Past the Holy Grail—Looking Beyond That One Thing
I’ve had several times in my life during which I can only think about one thing. Everything else was relegated to brief attention when absolutely necessary. These “one things” included romantic interests, upcoming trips to new and interesting places, and life transitions. During these periods, my focus is unmatched, and my will is extremely strong. I find ways to mold reality into what I want it to be. I manipulate circumstances and people (mostly in positive ways) to ensure that my goals are achieved. These periods in life are exciting and truly meaningful, but they can also be fraught with anxiety, stress, and desperate longing. These are the moments when you feel most alive, existing with overwhelming intensity. However, during these times, you tend to lose perspective, as all that can be seen is the object of your attention. This state can make you highly effective, but it can also chip away at your mental and physical health. You seek your holy grail, and in your mind, it’s that one thing that can bring you happiness and fulfillment
When I think of these periods in my life, my mind immediately goes to love. Nothing is more all-consuming than the desire to win the heart of someone I’m in love with. People talk about alcoholism or addiction and how they get in the way of one’s work and relationships. For me, the pursuit of love is just as disruptive. During those times in my life when my whole self was devoted to winning someone’s heart, my life was never more disrupted. The quest occupied my every waking moment and spilled over into every part of my life. I strategized, I calculated, I planned, I primped—everything I did was to support this one goal. My identity and self-worth were also tied up in the quest. Failure wasn’t an option, because if I failed, I failed not only in achieving future happiness—I failed at being worthwhile.
That one thing
When we become fixated on something. We develop a whole new reality out of that fixation. We create an all-or-nothing scenario in our minds, and nothing but that one thing is acceptable. This has been called monomania, or the excessive concentration on a single object or idea. In certain circumstances, this kind of attention to the exclusion of all else can be positive. It can help us work through difficult tasks or overcome barriers. Being able to develop this level of focus on demand can be very useful and something to work toward. However, when it becomes something we can’t control and we begin to let other aspects of our lives slip, then it is not good for us.

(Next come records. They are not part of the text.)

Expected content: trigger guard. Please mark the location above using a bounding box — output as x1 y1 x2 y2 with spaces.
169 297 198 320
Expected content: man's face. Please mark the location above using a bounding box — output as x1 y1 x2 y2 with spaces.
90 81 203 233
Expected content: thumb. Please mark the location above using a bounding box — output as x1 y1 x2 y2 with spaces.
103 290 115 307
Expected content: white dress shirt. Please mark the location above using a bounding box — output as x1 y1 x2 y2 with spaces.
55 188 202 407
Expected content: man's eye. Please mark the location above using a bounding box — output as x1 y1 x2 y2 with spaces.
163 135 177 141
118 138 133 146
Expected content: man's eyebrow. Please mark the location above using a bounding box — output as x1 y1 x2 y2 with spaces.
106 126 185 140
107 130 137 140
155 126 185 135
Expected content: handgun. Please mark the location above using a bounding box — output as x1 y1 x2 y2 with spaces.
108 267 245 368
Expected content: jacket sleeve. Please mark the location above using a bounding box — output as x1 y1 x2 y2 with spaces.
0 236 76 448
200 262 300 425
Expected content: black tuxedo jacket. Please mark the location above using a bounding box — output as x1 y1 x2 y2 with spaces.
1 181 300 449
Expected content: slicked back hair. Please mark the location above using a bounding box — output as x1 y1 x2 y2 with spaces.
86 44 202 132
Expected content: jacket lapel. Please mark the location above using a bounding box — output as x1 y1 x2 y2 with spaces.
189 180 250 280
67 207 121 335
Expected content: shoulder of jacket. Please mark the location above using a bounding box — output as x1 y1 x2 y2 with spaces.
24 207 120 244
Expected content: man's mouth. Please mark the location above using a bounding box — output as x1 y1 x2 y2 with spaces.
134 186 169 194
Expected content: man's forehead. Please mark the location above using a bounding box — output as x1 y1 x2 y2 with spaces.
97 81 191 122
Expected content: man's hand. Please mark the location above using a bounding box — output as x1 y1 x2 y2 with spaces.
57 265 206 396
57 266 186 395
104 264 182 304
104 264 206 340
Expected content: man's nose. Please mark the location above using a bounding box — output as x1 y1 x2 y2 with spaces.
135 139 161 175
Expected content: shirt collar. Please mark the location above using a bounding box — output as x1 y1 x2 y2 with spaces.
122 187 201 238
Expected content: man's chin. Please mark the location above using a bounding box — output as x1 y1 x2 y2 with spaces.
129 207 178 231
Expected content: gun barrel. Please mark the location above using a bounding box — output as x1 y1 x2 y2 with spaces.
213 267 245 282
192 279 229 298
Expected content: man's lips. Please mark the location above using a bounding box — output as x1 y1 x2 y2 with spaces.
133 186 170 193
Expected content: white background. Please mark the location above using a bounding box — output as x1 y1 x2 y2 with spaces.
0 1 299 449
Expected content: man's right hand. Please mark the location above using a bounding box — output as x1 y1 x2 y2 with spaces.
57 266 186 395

One reason we might fixate on something is through an unambiguous belief that that outcome or goal is the only thing that matters. There are always factors we can’t control, but we don’t allow those thoughts to enter our minds. We have to make it work. We lose sight of alternative outcomes or competing possibilities. We must have that one thing.
Another aspect of life that people get fixated on is transitions. These might include getting into college, getting a particular job, having a child, or retirement. These significant milestones do alter our lives in fundamental ways, and they again may lead us to think that we won’t be satisfied unless we take that step. I’m in the midst of one of these transitions now. Throughout my career, I’ve been aware of my earliest retirement date and had it on my calendar as a countdown. On difficult days, I sometimes looked to that date as the time when I could get rid of all these headaches and stressors. But then I remembered how much my work means to me and how lucky I have been to do what I do and work with the people I work with. We make a difference, the work is interesting, and I believe in it. So why this fixation? Like many big questions we face in life, the answer can come from a little perspective.
Everyone has to do something. That might be working your ass off in a job you are passionate about. It may be working to pay the bills and provide for your family. Maybe you don’t need to make money (e.g., you’re retired or wealthy), but you still have to fill the hours. So why is one way of filling the hours better or more fulfilling than another way? Why do we look so intensely to change? With some perspective, you may find that you’re not in such a rush to retire. Or you may decide that you’re not going to wait until your retirement date and make changes now or soon. It’s important to be open-minded to a variety of possibilities and be willing to change your plans. The point is, don’t just assume that another “occupation” is better than the one you’re in now. Be specific about what might be better and why it would be more fulfilling or meaningful to you.
Ultimately, “that one thing” is never the only thing. Take your blinders off and look to the future with your eyes wide open.